New to The Avengers is Paul Rudd as Antman, with a, as Donald Trump would say, “yuuuuge” surprise for viewers. Also new is Tom Holland, as Spiderman. Both play surprising and interesting roles, and the Spiderman of this movie is one that may inject new life into the character. Also new is Chadwick Boseman as Black Panther, a very interesting character who, due to his inherent nobility–in more ways than one–aligns himself with Captain America, and provides several means for furthering the franchise (a solo Black Panther movie is due within the next few years). Anthony Mackie as Falcon takes several additional steps toward becoming Captain America’s sidekick.
In telling any compelling story, one must allow the writers some latitude with reality and logic. The very idea that all of the Avengers would not see the inherent dangers in allowing international bureaucrats power over their very lives, beggars belief, and many of them do end up abused and imprisoned. Guess who frees them?
In multiple attempts to capture The Winter Soldier–Captain America helps him escape–none of the cops or soldiers that try to capture them are killed, yet the authorities don’t wonder why someone that is supposed to be a brutal assassin is being helped by Captain America, nor do they wonder why he didn’t kill anyone when he easily could have.
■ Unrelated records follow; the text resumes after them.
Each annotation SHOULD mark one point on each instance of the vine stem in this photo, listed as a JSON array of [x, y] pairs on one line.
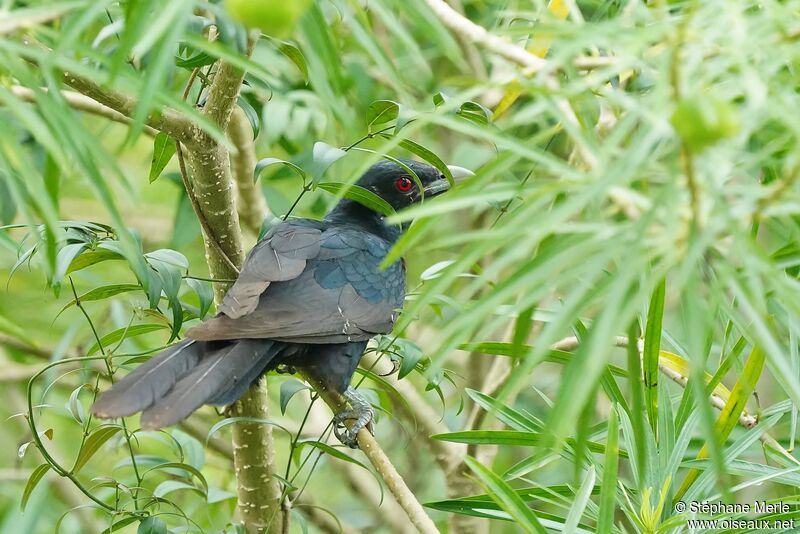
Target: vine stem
[[110, 370]]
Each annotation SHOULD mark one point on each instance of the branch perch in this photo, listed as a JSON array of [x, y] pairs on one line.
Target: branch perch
[[467, 29], [377, 457], [81, 102]]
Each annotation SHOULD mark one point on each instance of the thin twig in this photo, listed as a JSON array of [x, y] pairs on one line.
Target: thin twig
[[377, 457]]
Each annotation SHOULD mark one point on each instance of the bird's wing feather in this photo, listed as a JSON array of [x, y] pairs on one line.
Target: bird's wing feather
[[342, 295], [281, 255]]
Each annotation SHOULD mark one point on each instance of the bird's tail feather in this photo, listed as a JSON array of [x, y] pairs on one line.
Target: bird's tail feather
[[170, 386]]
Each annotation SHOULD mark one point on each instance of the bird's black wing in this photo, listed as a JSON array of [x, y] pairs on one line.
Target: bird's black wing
[[340, 296], [280, 255]]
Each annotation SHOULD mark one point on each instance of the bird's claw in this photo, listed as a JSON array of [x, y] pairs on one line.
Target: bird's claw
[[360, 414]]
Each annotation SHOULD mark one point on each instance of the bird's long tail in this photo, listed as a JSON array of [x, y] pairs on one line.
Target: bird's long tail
[[170, 386]]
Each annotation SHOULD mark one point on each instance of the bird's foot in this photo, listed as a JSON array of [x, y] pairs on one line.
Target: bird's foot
[[360, 414]]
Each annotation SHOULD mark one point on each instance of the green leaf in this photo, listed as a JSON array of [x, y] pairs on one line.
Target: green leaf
[[173, 467], [608, 488], [296, 56], [93, 444], [650, 353], [428, 156], [114, 337], [506, 497], [251, 114], [363, 196], [289, 388], [331, 451], [204, 292], [729, 416], [163, 150], [33, 480], [168, 486], [324, 156], [102, 293], [103, 252], [475, 112], [121, 524], [382, 111], [505, 414], [64, 260], [410, 356], [201, 59], [153, 525], [266, 162]]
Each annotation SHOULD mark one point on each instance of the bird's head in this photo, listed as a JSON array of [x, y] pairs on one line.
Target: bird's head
[[394, 184]]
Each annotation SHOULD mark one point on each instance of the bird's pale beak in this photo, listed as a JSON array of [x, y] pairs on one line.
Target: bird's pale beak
[[459, 173], [442, 185]]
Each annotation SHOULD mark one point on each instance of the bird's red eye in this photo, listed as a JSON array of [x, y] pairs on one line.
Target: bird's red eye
[[403, 184]]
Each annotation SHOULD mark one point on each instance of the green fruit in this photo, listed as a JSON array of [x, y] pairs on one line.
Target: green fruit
[[273, 17], [703, 120]]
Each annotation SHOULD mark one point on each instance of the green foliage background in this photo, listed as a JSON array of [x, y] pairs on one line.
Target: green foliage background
[[670, 208]]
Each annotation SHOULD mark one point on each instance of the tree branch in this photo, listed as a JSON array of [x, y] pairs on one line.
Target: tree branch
[[81, 102], [516, 54], [249, 201], [253, 448], [377, 457]]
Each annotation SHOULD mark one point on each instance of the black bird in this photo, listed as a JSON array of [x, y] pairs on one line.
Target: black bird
[[310, 296]]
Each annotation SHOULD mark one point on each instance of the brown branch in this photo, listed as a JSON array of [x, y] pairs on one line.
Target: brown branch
[[81, 102], [377, 457], [516, 54], [209, 233], [250, 200], [419, 412]]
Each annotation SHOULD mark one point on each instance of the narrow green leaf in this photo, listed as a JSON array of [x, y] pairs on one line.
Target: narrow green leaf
[[92, 257], [114, 337], [266, 162], [191, 470], [153, 525], [102, 293], [410, 354], [580, 502], [650, 353], [163, 150], [729, 416], [638, 410], [204, 292], [505, 414], [121, 524], [251, 114], [359, 194], [332, 451], [33, 480], [289, 388], [382, 111], [506, 497], [93, 444], [608, 489], [324, 155]]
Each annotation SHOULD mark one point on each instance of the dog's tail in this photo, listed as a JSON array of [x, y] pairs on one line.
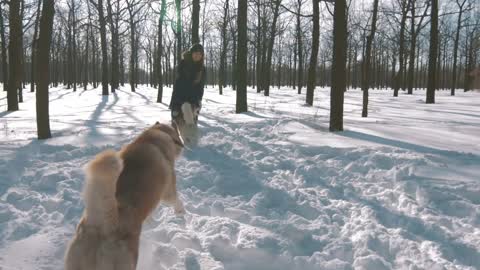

On the other hand, the authorities demand control of The Avengers, supposedly because they violate international borders, and innocents get killed when they stop immensely powerful and dangerous bad guys, yet they seem unable to understand that if the Avengers did not act, millions would die, perhaps even the entire species. Following the logic of the plot, none of the Avengers bring this up either. No one points out to the Secretary of State, whose small role is basically that or an arrogant bureaucrat, that innocents will inevitably die when terrorists–to say nothing about god-like beings–attack innocents. The good can stand by and do nothing, or fight to prevent the deaths of millions; there is no middle ground. Nor do any of the Avengers, even Captain America, bring up the obvious: the UN is all about money, power, and the control of others, and it seldom acts for good. Much of its work around the world is characterized by corruption, rape, and the support of abject evil, as when its agencies allow terrorists to store weapons and fire on Israel from their properties. This is, however, the Marvel universe, and not ours.
Is it any wonder The Hulk, who tends to lay waste to cities when he fights, is not in this movie? He would not be impressed by international accords. “Hulk: smash!” yes. “Hulk: sign the accord!” Not so much.
Why, one wonders, doesn’t America give the Avengers credentials, law enforcement/military cover? Or is the America of the Marvel Universe like ours? Too successful, too affluent, too complacent, embroiled in corruption and instead of upholding the Constitution, allowing petty crooks, arrogant, self-imagined elites and would-be despots to usurp it? There are parallels, but again, it’s a movie.
Production values are first rate. The casting was very well done, with not an actor obviously unfit for their role. The acting was uniformly good, though there was little in the script to allow anyone to distinguish them self. Character development is essentially nonexistent, but again, this movie is about action. Tony Stark is a troubled, conflicted character at the beginning and end of the movie. Captain America is noble and willing to go it alone, to do whatever is required to do right, at the beginning and end. Stan Lee’s last minute cameo–he has one in every film–was delightfully funny.
Oh, and be sure to remain after the initial closing credits. As always, there is a brief addition to the story before the final closing credits.
Captain America: Civil War is, without a doubt, one of the best movies of its genre ever made, much better than much of what passes for entertainment at the cinema these days. It is worth seeing on the big screen, and absolutely worth having on DVD.